My personal experience with drones is quite limited. I certainly can’t fly one very well myself, and I’ve witnessed my boyfriend lose probably about a dozen of them to the wind, rooftops and trees. Although we haven’t had the best luck, industry is finding all kinds of uses for them, and is obviously much better at operating them than I am.
One of the most recent examples of this that I came across is from the Southwest Research Institute (SwRI), where a research team has developed a methane leak detection system as part of a U.S. Department of Energy (DOE) National Energy Technology Laboratory (NETL) project that aims to automate gas leak detection at oil and gas facilities.
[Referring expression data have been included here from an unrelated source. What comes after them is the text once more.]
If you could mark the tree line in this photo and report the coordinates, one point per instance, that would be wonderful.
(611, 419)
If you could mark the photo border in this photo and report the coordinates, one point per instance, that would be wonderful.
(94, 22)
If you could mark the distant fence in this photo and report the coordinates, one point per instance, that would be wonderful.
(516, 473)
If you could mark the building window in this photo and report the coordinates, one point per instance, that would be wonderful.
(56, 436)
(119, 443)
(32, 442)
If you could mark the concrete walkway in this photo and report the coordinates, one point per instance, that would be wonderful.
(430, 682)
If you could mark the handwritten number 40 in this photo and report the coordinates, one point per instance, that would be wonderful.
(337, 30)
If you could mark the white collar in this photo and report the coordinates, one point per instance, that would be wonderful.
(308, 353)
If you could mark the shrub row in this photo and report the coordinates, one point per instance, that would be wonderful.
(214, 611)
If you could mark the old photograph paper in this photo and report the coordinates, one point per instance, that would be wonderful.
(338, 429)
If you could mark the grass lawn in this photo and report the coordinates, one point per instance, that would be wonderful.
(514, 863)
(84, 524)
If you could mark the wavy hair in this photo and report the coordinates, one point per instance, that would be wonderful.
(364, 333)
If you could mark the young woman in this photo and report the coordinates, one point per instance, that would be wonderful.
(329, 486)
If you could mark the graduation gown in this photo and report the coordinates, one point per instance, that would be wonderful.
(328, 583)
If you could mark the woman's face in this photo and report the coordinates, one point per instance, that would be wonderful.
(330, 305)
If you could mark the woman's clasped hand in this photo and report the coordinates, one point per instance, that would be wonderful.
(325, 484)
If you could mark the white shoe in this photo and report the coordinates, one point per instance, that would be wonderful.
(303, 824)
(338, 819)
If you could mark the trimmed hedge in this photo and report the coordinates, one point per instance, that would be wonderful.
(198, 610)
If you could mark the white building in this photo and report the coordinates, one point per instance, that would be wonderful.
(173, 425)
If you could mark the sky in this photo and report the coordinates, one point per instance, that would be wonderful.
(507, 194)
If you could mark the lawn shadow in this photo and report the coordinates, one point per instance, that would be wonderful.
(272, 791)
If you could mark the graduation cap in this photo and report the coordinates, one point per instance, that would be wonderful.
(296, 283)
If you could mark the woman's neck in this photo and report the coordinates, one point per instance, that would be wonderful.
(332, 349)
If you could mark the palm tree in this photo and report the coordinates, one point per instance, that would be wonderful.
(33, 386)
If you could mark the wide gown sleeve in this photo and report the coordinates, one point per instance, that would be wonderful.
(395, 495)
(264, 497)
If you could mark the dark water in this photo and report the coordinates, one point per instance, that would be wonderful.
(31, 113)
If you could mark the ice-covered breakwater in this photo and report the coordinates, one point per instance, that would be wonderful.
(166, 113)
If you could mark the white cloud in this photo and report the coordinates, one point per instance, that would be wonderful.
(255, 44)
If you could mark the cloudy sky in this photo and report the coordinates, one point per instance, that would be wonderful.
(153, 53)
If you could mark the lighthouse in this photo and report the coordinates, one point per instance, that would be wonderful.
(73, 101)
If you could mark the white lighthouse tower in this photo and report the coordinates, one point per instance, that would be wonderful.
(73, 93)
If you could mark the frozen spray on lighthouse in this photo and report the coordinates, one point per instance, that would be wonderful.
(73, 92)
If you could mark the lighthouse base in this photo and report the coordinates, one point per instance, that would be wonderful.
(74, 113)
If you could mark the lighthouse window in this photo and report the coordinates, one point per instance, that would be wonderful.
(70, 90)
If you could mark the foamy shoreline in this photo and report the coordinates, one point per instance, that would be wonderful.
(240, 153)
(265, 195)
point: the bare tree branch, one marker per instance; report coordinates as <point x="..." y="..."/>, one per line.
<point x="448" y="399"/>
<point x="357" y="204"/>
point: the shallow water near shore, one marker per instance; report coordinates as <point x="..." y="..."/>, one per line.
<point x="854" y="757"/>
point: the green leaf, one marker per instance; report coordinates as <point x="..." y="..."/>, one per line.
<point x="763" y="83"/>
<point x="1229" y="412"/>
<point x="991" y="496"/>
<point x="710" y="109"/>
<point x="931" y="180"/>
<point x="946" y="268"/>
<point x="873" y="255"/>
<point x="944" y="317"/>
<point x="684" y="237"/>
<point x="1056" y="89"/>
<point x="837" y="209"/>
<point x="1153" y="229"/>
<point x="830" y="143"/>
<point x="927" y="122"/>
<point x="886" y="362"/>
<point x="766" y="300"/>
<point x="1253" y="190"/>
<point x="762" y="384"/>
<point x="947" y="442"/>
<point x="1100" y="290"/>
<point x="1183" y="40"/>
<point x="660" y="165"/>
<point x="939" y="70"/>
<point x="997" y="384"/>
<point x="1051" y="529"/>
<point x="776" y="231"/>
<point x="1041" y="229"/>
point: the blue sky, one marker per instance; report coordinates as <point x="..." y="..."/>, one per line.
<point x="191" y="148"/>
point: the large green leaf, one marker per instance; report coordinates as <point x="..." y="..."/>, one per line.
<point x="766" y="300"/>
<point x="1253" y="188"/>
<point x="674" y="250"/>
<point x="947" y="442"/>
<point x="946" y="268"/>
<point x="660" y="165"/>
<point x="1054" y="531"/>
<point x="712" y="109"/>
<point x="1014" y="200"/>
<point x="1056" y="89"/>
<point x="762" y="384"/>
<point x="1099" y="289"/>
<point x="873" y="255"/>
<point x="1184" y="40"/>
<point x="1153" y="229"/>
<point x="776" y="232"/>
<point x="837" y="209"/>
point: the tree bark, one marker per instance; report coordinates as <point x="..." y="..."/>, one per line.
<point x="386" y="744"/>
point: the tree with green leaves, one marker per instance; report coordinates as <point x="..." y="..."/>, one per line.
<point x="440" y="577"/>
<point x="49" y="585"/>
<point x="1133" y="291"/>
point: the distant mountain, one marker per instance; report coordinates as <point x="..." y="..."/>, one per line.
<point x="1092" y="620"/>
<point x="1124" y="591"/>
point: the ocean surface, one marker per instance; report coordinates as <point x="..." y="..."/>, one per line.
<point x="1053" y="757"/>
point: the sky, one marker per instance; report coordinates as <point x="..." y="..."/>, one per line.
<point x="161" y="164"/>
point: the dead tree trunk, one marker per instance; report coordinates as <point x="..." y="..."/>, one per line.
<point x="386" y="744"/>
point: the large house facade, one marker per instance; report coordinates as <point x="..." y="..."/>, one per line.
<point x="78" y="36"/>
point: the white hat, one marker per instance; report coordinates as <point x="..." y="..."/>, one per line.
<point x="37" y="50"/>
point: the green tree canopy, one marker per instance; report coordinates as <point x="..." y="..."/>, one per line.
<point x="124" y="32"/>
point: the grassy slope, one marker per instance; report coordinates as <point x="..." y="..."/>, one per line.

A recent article on Phys.org, titled “Team using drones with machine learning to automate methane leak detection,” explains that the Smart Leak Detection System/Methane (SLED/M) detects leaks from above in real time. This project expands on the team’s previous development of a land-based SLED system that uses cameras and artificial intelligence (AI) to detect liquid hydrocarbon leaks.
Now, with the latest funding from the DOE NETL, the team is taking its previous development a step further by incorporating data collection and midwave infrared cameras on drones and developing machine learning algorithms to accurately detect leaks from above, Phys.org reports.
“After successfully developing SLED/M for stationary applications, such as fenceline monitoring of midstream facilities, we are advancing the technology to perform autonomously from drones,” said Maria Araujo, a manager in SwRI’s Critical Systems Department, in the article.
The new SLED/M can detect small methane leaks and reduce false positives using optimized algorithms that can detect leaks in many different environmental conditions, the article explains.